What is Trichomoniasis?
Often referred to as ‘trich’, trichomoniasis is a common sexually transmitted disease (STD). The World Health Organisation estimates the rate of newly infected people at 170 million per year.
Trichomoniasis is caused by a small protozoan (single-celled) parasite called Trichomonas vaginalis. This organism can infect the vagina, urethra and beneath the foreskin of the penis.
Getting a diagnosis
If you think you may have an STD, visit your GP or sexual health/genitourinary medicine clinic as soon as possible. A healthcare professional will conduct a genital examination to distinguish any symptoms from those of chlamydia, herpes or gonorrhoea. You may be asked to provide a urine sample or a swab will be taken from the vagina or penis and sent off to the lab to confirm the diagnosis under a microscope. A swab is a very quick and painless procedure. The results are sometimes available within days and usually no longer than 10 days. If you have no symptoms but think you might have caught an STD, regular STD screening is beneficial to ensure any STDs are identified as early as possible. For instance, if you have had unprotected sex with a new partner or have recently been diagnosed with a different STD.
What are the symptoms?
Symptoms usually develop within a week to a month of infection, however, it is non-symptomatic in approximately two-thirds of people. It is not known why some people don’t present with any symptoms; it is thought to possibly be related to a person’s overall health and age. Symptoms can range from mild irritation to severe inflammation.
Symptoms in women
Women may experience discomfort during urination or sex, a change in vaginal discharge consistency, colour or smell) or itchiness around the vagina and inner thighs.
Symptoms in men
Men may experience pain during urination or ejaculation, more frequent urination, soreness or swelling of the penis or discharge from the penis.
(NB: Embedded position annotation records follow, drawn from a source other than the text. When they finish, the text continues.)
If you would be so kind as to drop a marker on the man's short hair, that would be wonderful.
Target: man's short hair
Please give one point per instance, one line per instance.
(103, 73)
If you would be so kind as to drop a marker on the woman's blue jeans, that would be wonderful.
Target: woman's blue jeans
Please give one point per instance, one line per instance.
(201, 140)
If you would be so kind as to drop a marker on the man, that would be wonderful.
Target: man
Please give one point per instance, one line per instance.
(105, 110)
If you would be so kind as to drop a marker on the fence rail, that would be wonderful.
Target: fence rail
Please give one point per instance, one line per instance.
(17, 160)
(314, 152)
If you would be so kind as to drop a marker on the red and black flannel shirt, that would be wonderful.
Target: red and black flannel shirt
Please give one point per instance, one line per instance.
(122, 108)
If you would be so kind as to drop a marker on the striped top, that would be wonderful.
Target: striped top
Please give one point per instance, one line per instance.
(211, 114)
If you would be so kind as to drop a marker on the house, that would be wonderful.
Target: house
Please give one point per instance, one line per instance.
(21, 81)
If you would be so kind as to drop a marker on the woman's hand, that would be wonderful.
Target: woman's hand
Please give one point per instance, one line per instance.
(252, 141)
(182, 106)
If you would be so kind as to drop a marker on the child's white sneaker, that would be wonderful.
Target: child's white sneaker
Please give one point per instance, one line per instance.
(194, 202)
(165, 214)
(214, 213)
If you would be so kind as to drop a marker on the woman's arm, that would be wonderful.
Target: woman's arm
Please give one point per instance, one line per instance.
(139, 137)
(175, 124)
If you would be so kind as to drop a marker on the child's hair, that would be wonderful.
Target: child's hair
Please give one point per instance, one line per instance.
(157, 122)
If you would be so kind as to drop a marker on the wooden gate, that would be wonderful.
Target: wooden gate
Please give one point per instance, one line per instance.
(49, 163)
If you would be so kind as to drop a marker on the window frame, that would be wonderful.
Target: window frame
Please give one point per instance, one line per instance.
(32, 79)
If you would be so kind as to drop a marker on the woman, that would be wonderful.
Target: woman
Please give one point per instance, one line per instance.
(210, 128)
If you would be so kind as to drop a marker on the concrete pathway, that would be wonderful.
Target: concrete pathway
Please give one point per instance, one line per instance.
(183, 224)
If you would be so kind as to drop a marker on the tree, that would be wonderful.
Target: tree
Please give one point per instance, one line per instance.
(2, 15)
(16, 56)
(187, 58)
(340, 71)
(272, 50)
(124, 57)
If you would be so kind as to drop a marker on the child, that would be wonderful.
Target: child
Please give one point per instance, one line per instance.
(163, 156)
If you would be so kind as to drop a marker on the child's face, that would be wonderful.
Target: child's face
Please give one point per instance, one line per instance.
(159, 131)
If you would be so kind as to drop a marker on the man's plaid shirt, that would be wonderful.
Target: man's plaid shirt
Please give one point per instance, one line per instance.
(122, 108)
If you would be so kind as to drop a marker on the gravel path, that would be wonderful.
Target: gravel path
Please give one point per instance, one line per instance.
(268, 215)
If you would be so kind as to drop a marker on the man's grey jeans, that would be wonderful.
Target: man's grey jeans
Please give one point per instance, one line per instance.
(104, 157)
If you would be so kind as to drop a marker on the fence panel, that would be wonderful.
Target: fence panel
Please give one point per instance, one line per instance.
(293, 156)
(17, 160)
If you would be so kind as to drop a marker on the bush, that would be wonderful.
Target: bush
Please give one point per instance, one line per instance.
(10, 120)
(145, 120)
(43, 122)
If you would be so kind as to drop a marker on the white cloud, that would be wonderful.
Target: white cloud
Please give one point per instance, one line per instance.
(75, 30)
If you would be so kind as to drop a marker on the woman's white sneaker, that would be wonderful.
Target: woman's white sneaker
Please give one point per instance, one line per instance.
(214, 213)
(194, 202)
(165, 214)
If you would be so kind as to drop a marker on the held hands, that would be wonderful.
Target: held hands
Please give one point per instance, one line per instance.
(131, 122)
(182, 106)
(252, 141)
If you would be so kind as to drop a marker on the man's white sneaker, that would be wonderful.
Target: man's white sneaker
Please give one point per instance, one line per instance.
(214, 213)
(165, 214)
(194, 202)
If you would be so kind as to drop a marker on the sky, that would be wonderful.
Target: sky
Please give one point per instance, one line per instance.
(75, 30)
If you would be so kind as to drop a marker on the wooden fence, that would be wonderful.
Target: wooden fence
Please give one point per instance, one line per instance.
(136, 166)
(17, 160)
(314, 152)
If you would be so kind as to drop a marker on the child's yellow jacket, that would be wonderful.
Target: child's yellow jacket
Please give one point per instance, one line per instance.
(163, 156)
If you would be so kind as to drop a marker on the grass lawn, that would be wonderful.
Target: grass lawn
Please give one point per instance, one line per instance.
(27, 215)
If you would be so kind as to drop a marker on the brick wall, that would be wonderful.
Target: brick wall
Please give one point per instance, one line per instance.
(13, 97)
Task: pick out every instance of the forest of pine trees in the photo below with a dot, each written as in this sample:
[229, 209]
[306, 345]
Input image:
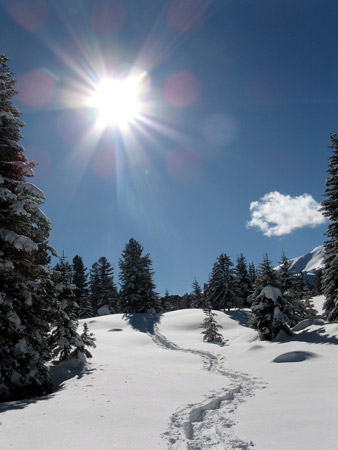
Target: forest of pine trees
[40, 306]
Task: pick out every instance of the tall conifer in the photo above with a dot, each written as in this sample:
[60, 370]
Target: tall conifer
[137, 293]
[330, 210]
[26, 292]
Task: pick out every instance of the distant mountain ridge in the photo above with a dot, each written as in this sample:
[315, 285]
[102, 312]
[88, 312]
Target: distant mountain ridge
[309, 263]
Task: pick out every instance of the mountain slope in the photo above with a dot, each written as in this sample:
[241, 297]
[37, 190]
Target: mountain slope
[310, 262]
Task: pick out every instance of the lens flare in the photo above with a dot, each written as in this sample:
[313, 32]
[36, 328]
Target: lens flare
[118, 101]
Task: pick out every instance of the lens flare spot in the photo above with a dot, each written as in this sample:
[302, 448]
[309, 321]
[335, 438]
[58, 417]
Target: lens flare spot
[108, 161]
[72, 125]
[44, 158]
[184, 164]
[186, 14]
[108, 16]
[119, 100]
[35, 88]
[30, 15]
[182, 89]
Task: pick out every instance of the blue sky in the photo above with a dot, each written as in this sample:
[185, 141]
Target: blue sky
[238, 102]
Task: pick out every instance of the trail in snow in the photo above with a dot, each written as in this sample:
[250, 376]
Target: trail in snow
[209, 424]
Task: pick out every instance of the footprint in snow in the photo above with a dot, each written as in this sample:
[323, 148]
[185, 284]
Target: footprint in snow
[208, 425]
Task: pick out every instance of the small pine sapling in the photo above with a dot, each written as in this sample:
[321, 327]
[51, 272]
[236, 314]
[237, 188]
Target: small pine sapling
[211, 327]
[87, 340]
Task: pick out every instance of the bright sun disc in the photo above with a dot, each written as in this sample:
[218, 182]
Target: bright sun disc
[117, 101]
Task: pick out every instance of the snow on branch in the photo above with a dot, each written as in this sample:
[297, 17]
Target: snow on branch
[18, 241]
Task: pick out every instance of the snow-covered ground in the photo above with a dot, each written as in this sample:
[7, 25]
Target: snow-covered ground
[154, 384]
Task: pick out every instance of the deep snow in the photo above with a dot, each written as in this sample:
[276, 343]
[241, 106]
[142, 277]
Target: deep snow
[154, 384]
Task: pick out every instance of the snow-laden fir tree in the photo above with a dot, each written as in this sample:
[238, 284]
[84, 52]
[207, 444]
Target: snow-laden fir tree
[103, 289]
[270, 310]
[318, 284]
[286, 277]
[242, 281]
[306, 309]
[26, 292]
[221, 286]
[137, 293]
[65, 341]
[252, 274]
[287, 282]
[81, 292]
[330, 210]
[211, 328]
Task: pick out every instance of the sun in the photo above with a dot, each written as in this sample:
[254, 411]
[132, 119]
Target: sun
[117, 100]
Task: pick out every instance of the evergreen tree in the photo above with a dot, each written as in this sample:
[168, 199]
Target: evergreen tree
[304, 307]
[94, 287]
[330, 210]
[221, 286]
[318, 286]
[211, 327]
[266, 274]
[64, 334]
[137, 293]
[81, 290]
[268, 313]
[65, 340]
[271, 311]
[26, 291]
[103, 289]
[242, 281]
[252, 274]
[286, 278]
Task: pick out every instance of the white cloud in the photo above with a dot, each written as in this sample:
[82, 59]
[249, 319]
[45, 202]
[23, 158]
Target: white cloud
[276, 214]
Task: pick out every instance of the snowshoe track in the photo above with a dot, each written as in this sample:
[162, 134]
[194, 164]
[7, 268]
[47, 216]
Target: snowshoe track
[209, 424]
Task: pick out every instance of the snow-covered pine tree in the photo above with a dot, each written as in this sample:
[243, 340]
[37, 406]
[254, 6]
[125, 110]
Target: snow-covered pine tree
[288, 282]
[270, 310]
[242, 281]
[26, 301]
[211, 327]
[64, 334]
[286, 278]
[107, 301]
[86, 340]
[304, 307]
[198, 297]
[94, 287]
[221, 286]
[137, 293]
[65, 341]
[81, 291]
[252, 274]
[330, 210]
[103, 291]
[318, 285]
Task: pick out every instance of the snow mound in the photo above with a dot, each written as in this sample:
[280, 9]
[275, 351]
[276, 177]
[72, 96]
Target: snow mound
[296, 356]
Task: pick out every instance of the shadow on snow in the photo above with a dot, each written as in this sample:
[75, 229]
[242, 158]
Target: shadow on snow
[143, 322]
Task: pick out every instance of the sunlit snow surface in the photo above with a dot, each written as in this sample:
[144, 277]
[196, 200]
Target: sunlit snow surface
[154, 384]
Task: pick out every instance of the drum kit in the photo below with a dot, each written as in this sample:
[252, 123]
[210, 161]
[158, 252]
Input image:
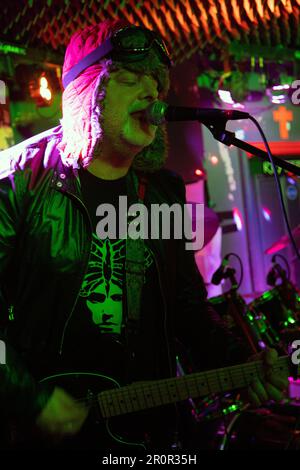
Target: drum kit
[272, 319]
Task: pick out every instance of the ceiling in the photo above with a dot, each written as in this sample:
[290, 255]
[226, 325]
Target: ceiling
[209, 26]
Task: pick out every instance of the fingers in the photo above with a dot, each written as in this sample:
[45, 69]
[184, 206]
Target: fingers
[258, 393]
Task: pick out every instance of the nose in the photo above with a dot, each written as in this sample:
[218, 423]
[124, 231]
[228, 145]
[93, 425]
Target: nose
[149, 89]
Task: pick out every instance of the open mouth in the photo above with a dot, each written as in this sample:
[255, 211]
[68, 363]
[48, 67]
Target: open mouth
[140, 115]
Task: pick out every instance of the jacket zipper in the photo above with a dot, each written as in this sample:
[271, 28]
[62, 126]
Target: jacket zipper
[83, 274]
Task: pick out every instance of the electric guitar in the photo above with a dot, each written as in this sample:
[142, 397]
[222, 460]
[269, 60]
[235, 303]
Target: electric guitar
[113, 401]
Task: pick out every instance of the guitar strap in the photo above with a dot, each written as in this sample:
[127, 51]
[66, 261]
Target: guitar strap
[135, 254]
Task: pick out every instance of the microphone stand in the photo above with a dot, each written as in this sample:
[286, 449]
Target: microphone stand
[218, 130]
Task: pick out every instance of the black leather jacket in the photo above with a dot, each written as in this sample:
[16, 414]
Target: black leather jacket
[45, 238]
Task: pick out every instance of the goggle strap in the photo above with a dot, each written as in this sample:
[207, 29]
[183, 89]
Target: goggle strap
[90, 59]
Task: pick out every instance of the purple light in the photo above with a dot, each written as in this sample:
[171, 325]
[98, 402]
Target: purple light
[225, 96]
[280, 87]
[237, 218]
[291, 181]
[267, 214]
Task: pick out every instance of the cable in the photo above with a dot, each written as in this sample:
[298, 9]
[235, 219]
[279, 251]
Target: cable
[285, 262]
[278, 186]
[241, 266]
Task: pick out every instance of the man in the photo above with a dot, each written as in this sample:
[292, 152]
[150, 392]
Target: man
[80, 302]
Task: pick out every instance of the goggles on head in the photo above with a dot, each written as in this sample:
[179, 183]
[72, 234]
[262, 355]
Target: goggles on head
[131, 43]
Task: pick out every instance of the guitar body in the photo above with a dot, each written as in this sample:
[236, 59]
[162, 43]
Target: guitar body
[131, 433]
[142, 415]
[99, 432]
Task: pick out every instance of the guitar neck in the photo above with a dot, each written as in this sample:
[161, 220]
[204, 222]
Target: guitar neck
[144, 395]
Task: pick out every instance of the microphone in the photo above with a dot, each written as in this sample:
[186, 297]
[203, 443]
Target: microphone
[219, 273]
[159, 112]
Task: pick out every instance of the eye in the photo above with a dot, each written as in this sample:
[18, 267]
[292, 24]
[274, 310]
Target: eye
[128, 78]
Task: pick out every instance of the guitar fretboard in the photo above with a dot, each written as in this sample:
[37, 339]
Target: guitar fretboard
[144, 395]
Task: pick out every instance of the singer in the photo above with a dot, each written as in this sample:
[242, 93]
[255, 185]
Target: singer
[102, 311]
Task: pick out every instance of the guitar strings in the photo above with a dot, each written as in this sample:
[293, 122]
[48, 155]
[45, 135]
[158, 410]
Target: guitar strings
[164, 386]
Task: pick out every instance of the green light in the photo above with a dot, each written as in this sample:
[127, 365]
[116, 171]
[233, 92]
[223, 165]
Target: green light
[267, 295]
[9, 48]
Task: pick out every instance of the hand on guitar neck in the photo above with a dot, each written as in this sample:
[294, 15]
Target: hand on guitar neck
[272, 386]
[264, 377]
[62, 415]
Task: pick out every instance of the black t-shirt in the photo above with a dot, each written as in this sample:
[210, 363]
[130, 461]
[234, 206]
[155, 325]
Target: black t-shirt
[96, 337]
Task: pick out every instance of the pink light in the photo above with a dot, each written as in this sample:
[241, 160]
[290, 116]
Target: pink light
[199, 172]
[214, 160]
[238, 105]
[280, 87]
[225, 96]
[267, 214]
[238, 218]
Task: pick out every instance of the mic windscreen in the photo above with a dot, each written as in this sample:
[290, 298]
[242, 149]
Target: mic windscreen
[155, 113]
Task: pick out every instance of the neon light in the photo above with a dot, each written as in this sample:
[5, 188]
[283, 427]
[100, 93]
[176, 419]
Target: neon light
[267, 214]
[225, 96]
[214, 160]
[238, 218]
[6, 48]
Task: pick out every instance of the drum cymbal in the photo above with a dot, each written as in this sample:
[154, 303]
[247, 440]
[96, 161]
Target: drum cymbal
[284, 241]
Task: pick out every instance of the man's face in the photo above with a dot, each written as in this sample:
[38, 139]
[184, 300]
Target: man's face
[124, 126]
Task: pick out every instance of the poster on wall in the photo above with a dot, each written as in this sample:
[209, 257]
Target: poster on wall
[6, 131]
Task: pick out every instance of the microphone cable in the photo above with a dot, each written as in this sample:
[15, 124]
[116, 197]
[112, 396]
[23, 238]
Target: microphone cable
[293, 242]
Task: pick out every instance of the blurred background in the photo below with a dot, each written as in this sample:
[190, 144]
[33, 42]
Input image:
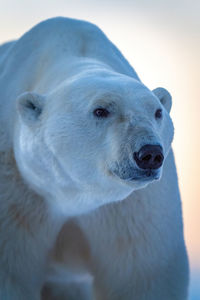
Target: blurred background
[161, 40]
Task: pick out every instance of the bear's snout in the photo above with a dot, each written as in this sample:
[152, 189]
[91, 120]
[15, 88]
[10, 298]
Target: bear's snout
[149, 157]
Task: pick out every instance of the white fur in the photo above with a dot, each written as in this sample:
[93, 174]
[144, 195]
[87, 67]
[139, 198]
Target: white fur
[60, 161]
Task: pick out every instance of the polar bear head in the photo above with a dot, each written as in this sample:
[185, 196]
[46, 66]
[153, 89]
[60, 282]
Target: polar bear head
[94, 139]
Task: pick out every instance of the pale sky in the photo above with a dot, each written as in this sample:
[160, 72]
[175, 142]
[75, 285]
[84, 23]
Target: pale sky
[161, 40]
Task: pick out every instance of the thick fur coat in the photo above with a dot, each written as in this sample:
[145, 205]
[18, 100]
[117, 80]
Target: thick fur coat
[79, 219]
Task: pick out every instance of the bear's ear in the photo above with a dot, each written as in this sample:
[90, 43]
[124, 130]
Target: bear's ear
[164, 97]
[30, 106]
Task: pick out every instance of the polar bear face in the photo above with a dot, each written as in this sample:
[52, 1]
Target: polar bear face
[93, 140]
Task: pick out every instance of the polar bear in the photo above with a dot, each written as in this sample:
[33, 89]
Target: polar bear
[79, 133]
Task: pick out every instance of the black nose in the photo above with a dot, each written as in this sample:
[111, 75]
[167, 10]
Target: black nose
[149, 157]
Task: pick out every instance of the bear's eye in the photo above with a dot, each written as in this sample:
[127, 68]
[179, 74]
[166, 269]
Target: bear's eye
[158, 114]
[101, 113]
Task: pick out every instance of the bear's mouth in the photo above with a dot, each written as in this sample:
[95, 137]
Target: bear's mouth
[139, 175]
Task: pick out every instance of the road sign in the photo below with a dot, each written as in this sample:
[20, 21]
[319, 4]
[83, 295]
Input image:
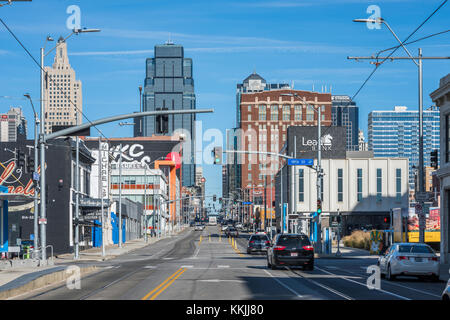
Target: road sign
[422, 196]
[300, 162]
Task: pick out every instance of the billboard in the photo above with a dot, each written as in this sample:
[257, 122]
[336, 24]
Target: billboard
[432, 229]
[333, 142]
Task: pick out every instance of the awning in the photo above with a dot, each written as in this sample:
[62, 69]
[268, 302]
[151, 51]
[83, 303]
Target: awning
[15, 197]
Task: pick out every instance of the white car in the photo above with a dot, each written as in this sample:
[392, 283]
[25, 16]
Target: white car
[409, 259]
[199, 227]
[446, 293]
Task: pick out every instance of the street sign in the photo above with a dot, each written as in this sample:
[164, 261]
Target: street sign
[300, 162]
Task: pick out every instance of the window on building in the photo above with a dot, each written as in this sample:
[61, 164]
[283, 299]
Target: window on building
[310, 113]
[379, 184]
[298, 112]
[274, 112]
[359, 185]
[301, 185]
[286, 112]
[398, 184]
[447, 138]
[262, 112]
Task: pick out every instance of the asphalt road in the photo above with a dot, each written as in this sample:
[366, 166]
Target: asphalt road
[203, 265]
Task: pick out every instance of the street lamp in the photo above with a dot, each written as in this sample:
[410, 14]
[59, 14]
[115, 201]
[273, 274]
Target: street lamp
[421, 160]
[42, 138]
[36, 203]
[319, 167]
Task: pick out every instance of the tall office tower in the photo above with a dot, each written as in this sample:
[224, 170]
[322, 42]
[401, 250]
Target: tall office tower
[268, 110]
[13, 126]
[62, 95]
[395, 133]
[344, 112]
[363, 145]
[169, 86]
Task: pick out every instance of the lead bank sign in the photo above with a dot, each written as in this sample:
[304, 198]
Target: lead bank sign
[326, 143]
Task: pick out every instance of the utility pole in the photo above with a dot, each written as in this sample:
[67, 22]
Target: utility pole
[120, 196]
[421, 171]
[100, 177]
[77, 199]
[319, 178]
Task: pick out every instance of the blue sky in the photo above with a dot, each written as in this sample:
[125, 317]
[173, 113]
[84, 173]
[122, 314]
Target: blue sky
[304, 42]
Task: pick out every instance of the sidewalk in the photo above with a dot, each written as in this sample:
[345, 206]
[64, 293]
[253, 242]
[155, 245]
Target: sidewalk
[18, 280]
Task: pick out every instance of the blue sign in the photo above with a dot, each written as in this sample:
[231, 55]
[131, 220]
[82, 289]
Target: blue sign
[300, 162]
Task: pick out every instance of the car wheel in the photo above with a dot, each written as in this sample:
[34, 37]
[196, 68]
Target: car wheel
[389, 275]
[309, 267]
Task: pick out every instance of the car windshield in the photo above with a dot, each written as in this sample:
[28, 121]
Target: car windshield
[414, 249]
[293, 241]
[259, 238]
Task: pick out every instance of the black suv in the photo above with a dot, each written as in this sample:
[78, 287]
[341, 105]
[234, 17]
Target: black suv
[290, 250]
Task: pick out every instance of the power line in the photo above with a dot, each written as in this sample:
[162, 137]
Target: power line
[396, 48]
[48, 77]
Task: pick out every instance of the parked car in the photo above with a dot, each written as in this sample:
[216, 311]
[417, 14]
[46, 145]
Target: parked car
[232, 232]
[290, 250]
[258, 243]
[409, 259]
[446, 293]
[199, 227]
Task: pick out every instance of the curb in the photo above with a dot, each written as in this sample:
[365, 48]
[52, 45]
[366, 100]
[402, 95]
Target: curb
[41, 279]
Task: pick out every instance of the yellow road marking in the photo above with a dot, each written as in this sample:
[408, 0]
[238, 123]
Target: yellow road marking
[172, 277]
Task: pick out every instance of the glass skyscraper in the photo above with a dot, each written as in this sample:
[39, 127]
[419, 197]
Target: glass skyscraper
[169, 86]
[396, 134]
[345, 112]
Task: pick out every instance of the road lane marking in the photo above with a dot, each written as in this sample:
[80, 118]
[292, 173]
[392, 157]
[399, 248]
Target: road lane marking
[287, 287]
[221, 280]
[324, 286]
[364, 284]
[163, 285]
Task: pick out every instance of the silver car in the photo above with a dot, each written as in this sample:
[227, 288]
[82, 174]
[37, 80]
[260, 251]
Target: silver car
[409, 259]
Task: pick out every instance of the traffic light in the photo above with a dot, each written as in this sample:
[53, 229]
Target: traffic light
[217, 151]
[434, 161]
[30, 164]
[20, 159]
[162, 122]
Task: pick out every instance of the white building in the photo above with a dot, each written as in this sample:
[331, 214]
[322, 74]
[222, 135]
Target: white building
[361, 188]
[441, 97]
[147, 186]
[63, 95]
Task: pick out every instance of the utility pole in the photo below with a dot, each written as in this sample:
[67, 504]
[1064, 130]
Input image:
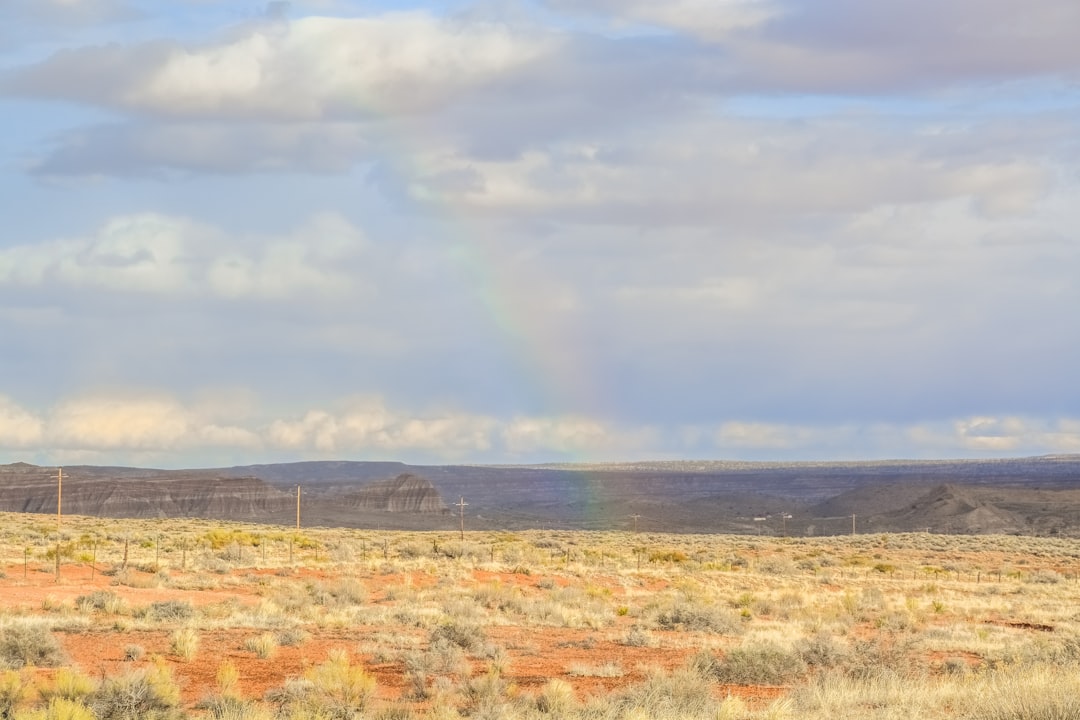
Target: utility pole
[461, 505]
[59, 496]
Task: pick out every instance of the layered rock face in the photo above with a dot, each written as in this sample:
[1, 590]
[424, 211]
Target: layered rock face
[123, 493]
[405, 493]
[137, 492]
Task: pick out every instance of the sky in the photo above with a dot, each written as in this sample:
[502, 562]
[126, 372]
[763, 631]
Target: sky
[518, 231]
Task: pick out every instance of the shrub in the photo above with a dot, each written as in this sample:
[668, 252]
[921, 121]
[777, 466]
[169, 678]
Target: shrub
[556, 698]
[699, 619]
[68, 684]
[763, 664]
[821, 651]
[335, 690]
[61, 708]
[637, 637]
[24, 643]
[185, 642]
[292, 636]
[170, 610]
[265, 646]
[145, 694]
[13, 690]
[469, 637]
[683, 694]
[99, 600]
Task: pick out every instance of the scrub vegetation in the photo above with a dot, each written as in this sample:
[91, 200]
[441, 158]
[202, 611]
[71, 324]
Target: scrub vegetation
[185, 619]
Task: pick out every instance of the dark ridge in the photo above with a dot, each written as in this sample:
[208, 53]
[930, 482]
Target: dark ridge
[1030, 496]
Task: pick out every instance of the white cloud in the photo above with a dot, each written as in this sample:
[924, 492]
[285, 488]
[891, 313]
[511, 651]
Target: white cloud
[712, 19]
[110, 423]
[730, 172]
[166, 255]
[304, 69]
[18, 428]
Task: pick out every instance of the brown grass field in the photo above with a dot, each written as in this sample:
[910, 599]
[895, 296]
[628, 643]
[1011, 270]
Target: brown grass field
[175, 619]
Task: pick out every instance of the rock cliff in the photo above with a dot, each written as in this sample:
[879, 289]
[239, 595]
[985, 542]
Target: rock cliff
[405, 493]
Trichomoniasis can be successfully treated with an antibiotic called metronidazole, which is taken orally twice a day for 5-7 days. You will need to inform any current or recent sexual partners so they can also be tested and treated if necessary (this can be done confidentially on your behalf by the clinic). Testing and treatment are usually free of charge at clinics, whereas your GP will charge the small cost of a prescription for the course of antibiotics. If you have presented with symptoms, treatment may be started before the results are confirmed. This treatment is very effective if taken as instructed, completing the full course and avoiding alcohol until treatment is complete. It is also advisable to avoid intercourse during treatment and for 7 days after the last antibiotic is taken to avoid reinfection or transmission. Any symptoms should start to improve within a few days of starting antibiotics.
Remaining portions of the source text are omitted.